Yep, right now, I’m dying to sleep. But I just HAD to get another draft of my essay done. I feel like I’m falling so behind this study period.
And it’s been a rough two days. Worked to the bone while away from home. My flight got delayed on the way back so I didn’t get home til 10.30pm so no training tomorrow. Moved that shit to Thursday when I will hopefully feel less like crumpling up into a sad, exhausted little ball.
The upside is that I got to read a book of my own choosing on the plane. There AND back. Very exciting stuff for me. I felt guilty doing it as I knew I had uni stuff I could be reading but I just couldn’t face it. My brain was mush from all the interviews and shoots and constant 100% focus and thinking of reading uni texts made me want to open an emergency exit and end it right then and there.

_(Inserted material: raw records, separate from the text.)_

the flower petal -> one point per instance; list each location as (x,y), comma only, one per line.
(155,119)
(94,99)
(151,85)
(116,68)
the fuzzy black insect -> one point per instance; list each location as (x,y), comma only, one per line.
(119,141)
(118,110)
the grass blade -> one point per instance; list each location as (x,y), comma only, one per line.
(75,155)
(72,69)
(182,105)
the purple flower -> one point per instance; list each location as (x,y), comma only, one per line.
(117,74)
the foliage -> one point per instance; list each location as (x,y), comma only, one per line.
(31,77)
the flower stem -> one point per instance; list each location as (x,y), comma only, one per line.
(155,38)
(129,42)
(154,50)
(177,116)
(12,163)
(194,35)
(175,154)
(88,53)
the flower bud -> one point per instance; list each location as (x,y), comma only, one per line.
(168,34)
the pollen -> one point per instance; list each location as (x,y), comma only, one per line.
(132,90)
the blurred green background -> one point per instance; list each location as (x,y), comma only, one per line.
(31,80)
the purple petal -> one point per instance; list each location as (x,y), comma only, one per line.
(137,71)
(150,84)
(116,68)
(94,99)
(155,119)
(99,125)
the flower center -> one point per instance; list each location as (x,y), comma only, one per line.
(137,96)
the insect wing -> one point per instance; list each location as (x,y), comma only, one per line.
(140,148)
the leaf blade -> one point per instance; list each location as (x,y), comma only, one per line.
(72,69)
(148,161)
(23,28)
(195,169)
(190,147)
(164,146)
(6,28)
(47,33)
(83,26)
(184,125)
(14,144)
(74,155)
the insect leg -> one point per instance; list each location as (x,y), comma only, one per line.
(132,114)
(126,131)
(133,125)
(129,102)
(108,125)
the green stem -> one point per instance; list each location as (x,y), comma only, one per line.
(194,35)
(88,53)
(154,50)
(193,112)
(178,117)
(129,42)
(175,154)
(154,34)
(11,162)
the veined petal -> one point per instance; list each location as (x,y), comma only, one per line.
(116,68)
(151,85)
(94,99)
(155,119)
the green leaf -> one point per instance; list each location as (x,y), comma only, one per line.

And to add insult to injury, tonight was the first birthday of the bar I work at. All over Facebook I was seeing photos of everyone having fun. I got texts and calls from people asking why I wasn’t there, telling me to come, that I was boring, not fun, missing out.
And, quite uncharacteristically, I took myself straight home, bypassed fun altogether. This looming assignment deadline and unflinching tiredness has turned me into a little old lady. And on that note, I will be taking myself off to bed now at the un-old-lady hour of 12.34am.
Fact: I. Am. Tired. This is all I can currently be 100% certain about myself.